In this proseminar, we will study the representations and cultural implications of female monsters in British film and fiction. We will begin our monster hunt in the late 19th century with Sheridan Le Fanu’s Carmilla, a female vampire. We will then move on to the late 20th century to Jeanette Winterson’s The Stone Gods, in which we meet technical she-monsters, dinosaurs and other monstrous creatures. Here, we will not only concern ourselves with the depiction of (female) monsters, but also with the question of the female creator as a transgressive figure.
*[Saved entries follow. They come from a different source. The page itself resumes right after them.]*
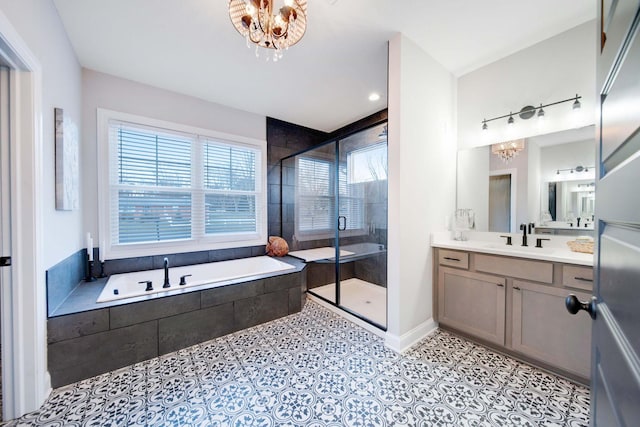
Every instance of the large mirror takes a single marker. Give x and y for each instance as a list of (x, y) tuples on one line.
[(548, 182)]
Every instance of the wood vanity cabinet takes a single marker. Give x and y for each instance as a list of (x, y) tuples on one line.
[(518, 305), (473, 303), (543, 329)]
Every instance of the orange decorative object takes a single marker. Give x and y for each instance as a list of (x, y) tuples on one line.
[(277, 246)]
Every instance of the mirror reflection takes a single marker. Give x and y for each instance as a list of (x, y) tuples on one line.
[(549, 182)]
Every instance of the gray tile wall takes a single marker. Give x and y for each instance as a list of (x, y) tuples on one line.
[(284, 139), (63, 277), (86, 344)]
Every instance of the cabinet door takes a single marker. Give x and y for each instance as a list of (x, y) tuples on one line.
[(543, 330), (472, 303)]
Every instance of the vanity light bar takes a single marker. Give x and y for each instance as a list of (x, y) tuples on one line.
[(578, 168), (529, 111)]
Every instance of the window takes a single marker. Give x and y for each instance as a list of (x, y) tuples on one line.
[(368, 164), (315, 205), (170, 188)]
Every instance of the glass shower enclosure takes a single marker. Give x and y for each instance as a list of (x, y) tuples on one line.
[(334, 216)]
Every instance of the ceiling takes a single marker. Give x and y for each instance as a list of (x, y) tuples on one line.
[(323, 82)]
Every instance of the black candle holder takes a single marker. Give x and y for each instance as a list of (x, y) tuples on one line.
[(102, 270), (89, 277)]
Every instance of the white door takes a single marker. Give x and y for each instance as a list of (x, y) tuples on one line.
[(5, 224), (615, 371)]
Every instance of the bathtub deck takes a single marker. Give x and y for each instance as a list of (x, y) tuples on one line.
[(106, 336)]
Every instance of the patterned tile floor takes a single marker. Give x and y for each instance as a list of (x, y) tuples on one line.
[(316, 368)]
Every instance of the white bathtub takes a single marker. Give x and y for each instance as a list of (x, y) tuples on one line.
[(120, 286)]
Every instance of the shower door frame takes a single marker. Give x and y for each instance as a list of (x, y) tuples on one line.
[(336, 173)]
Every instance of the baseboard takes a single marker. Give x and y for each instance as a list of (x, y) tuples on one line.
[(402, 343)]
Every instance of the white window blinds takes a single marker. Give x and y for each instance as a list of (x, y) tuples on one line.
[(315, 206), (168, 186), (151, 185), (230, 189)]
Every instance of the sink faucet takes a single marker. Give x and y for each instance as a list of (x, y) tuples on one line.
[(166, 273), (523, 227)]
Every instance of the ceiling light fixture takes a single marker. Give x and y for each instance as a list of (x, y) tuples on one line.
[(508, 150), (576, 103), (528, 111), (256, 21)]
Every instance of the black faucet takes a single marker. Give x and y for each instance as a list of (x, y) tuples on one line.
[(523, 227), (166, 274)]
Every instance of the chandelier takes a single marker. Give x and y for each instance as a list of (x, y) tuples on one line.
[(256, 21), (508, 150)]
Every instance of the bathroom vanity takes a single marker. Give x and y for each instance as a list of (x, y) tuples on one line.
[(513, 298)]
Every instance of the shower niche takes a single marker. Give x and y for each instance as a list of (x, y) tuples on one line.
[(334, 216)]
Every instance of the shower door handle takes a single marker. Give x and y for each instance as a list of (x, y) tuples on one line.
[(342, 223)]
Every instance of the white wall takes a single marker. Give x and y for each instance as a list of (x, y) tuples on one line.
[(567, 156), (422, 162), (473, 184), (549, 71), (38, 24), (533, 183), (520, 164), (105, 91)]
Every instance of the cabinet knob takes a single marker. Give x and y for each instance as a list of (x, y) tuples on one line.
[(574, 305)]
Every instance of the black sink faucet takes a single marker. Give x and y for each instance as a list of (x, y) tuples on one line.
[(523, 227), (166, 273)]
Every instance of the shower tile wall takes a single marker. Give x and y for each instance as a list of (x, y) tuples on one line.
[(284, 139)]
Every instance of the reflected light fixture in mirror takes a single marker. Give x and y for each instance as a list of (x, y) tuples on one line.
[(508, 150)]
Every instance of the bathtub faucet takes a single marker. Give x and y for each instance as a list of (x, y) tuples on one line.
[(166, 273)]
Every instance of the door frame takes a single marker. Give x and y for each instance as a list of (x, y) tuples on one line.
[(514, 193), (25, 379)]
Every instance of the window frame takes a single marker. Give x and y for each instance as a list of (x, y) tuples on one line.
[(333, 197), (200, 242)]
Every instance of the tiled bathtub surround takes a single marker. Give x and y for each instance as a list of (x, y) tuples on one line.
[(316, 368), (68, 274), (81, 345)]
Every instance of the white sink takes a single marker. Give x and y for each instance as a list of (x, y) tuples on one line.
[(522, 249)]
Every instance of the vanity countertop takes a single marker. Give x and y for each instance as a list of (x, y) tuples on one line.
[(555, 249)]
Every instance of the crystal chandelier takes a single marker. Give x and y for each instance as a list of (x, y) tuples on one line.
[(256, 21), (508, 150)]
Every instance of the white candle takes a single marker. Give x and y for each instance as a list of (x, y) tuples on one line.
[(90, 246), (101, 251)]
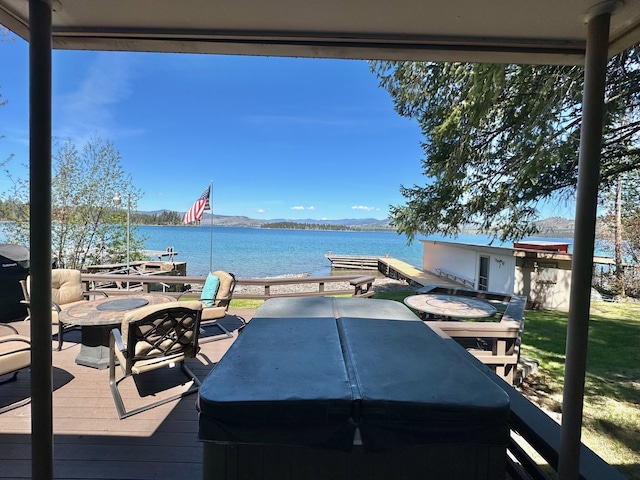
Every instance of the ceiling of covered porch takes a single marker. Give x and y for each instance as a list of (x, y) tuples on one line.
[(513, 31)]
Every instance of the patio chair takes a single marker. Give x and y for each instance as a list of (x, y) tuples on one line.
[(15, 355), (216, 295), (66, 291), (154, 337)]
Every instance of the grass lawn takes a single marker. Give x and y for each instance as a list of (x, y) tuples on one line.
[(611, 420)]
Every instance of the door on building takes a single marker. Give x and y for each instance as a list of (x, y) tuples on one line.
[(483, 273)]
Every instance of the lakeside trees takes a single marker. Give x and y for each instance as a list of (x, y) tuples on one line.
[(87, 227), (502, 139)]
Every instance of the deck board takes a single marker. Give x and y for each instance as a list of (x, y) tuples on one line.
[(90, 442)]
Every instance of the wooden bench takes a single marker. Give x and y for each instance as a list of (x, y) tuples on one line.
[(505, 336), (363, 286)]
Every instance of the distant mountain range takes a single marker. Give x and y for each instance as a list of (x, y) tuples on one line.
[(550, 227)]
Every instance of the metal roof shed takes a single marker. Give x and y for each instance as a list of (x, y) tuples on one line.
[(546, 31)]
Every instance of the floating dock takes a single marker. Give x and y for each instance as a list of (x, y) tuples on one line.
[(391, 268)]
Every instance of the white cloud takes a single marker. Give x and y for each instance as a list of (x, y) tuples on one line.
[(90, 108), (362, 207)]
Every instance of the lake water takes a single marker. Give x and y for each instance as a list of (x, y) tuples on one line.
[(257, 252), (264, 252)]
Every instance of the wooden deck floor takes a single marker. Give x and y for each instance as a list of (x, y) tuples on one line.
[(90, 442)]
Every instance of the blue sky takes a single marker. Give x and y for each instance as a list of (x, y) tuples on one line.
[(279, 137)]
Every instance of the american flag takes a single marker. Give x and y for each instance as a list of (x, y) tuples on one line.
[(198, 208)]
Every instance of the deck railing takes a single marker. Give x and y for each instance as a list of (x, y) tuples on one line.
[(359, 286), (533, 433)]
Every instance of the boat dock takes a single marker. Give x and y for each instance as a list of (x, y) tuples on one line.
[(389, 267)]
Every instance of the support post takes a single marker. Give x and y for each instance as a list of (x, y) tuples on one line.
[(584, 238), (40, 237)]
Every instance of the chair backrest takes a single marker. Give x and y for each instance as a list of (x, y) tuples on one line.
[(226, 288), (164, 330), (15, 351), (66, 286)]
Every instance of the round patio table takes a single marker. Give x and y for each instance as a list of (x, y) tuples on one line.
[(96, 318), (453, 306)]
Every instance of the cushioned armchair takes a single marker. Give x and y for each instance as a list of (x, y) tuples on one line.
[(153, 337), (15, 355), (216, 295), (66, 291)]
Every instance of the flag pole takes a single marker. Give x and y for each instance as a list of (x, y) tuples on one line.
[(211, 233)]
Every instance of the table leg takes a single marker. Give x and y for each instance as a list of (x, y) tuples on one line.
[(94, 349)]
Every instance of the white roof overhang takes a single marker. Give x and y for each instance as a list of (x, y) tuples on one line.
[(503, 31)]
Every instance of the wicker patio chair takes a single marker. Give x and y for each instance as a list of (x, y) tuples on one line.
[(15, 355), (154, 337)]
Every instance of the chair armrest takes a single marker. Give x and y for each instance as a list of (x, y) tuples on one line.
[(89, 293), (117, 340), (10, 327), (189, 293)]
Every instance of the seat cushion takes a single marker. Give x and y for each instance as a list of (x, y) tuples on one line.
[(66, 286), (15, 353), (210, 290)]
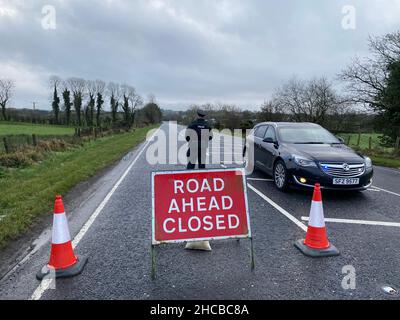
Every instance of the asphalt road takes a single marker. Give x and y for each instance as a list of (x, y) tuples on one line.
[(118, 245)]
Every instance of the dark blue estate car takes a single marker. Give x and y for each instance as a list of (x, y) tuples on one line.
[(301, 154)]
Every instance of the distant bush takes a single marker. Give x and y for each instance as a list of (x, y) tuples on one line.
[(15, 160)]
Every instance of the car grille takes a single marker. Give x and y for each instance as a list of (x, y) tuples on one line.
[(343, 170)]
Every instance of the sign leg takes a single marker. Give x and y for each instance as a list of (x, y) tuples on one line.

The last stop on our quest will be the HBO series Raised by Wolves, in which a female android with immense destructive powers is programmed to raise human children. Ultimately, the goal of this course is to connect the lines between the fictional female monsters and the anxieties, challenges and desires of humankind.
Texts:
Please buy and read the following editions. You have to have read Le Fanu’s novel by the beginning of the course. We will watch sequences of Raised by Wolves together in class. The episodes will be made available to you at the beginning of the semester.
Le Fanu, Sheridan. Carmilla, edited by Carmen Maria Machado, Lanternfish Press, 2019.
ISBN-10: 1941360386 / ISBN-13: 978-1941360385
Winterson, Jeanette. The Stone Gods. Penguin, 2008.